松时生望着前方蜿蜒的街巷,目光落在远处隐约可见的一棵高大桂树的轮廓上,声音清冷:“未必是认识你,或许是你身上有什么东西,让‘祂’有所忌惮。”
池宜点头应下,两人继续缓步前行,挨家挨户轻声打听,借着寻亲的由头,旁敲侧击地询问镇上的怪事、过往的旧事,以及昨夜的异常动静。
百姓们大多心怀惶恐,说法虽各有不同,却都指向了镇西头的老桂树,以及每逢秋雨便会出现的诡异之事。
还有人提起,昨夜夜半,曾听见一阵细碎的、像是布料摩擦的脚步声,在街巷里来回游走,却看不见半个人影。
事出反常必有妖。
二人来到镇西头,四下无人,唯有秋雨簌簌。
枝干虬曲苍劲,枝桠歪扭着伸向半空,树皮皲裂如沟壑,缠满枯藤,大半树冠被雨雾笼罩,透着说不出的阴森死寂。
——池宜不由得想起望仙村的枫眠。
池宜脚步顿在树前三步远的地方,垂在身侧的手微微一动,左手缓缓抬起,指尖轻捻诀法,腕间微光一闪,一只精致的青铜探灵罗盘自乾坤袋中缓缓浮出,稳稳落在她掌心。
罗盘指针原本静滞不动,甫一靠近老桂树,便骤然疯狂转动起来,铜针震颤不止,发出细微的嗡鸣,最终死死钉在树干中心的位置,指针泛出淡淡的墨色灵光,分明是探测到了极重的阴邪气息。
她眉峰微蹙,指尖轻轻按住罗盘边缘,稳住不停晃动的盘面,抬眼朝松时生递去一个眼色,示意气息便藏在树干腹地。
松时生会意,右手轻抬,衣袖被风雨拂得猎猎作响,指节暗自凝聚内力,掌心隐隐泛起一层温润的白光。
旋即他足尖轻点地面,身形倏然朝前掠出半丈,借着雨势,右掌携着刚柔并济的力道,径直朝着老桂树树干中心拍去,掌风凌厉,破开漫天雨丝,重重击在皲裂的树皮上。
一声沉闷的震响传开,树干剧烈晃动起来,枯枝败叶伴着雨珠簌簌掉落,树身内部传来一阵细碎的嘶鸣,像是有什么东西被惊扰,正疯狂挣扎。
松时生掌力未收,紧接着反手一拂,又是一道柔劲灌入树干,层层逼压之下,那藏在树心的气息再也无法隐匿,眼看着就要被逼出体外。

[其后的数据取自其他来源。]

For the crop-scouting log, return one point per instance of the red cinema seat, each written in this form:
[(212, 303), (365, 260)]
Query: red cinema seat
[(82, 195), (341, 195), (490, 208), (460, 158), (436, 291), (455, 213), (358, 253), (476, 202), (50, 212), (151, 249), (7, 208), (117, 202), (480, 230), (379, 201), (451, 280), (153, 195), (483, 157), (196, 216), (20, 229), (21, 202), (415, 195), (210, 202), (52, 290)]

“咳咳——咳咳——雨、雨天还不让人睡觉啊!”身着桂黄花衣的黑发老头跌坐在地上,泥土混着雨水把衣裳弄的脏污不堪。
等他把自己身上弄干净,没好气地质问二人:“好好的你们要做什么?”
“你们不是人吧?”老桂树开口便是很不客气。
池宜心道:咋还骂人?
松时生还在琢磨他这话何意味,池宜很快反应过来,拱手作礼道:“我二人出自上清宗道修,途径此地有些要事需办。”
说着,她摸出一块用油纸包着的桂花糕,递到老者面前,糕体还带着些许余温,桂香透过油纸飘出来,勾得老者鼻尖动了动。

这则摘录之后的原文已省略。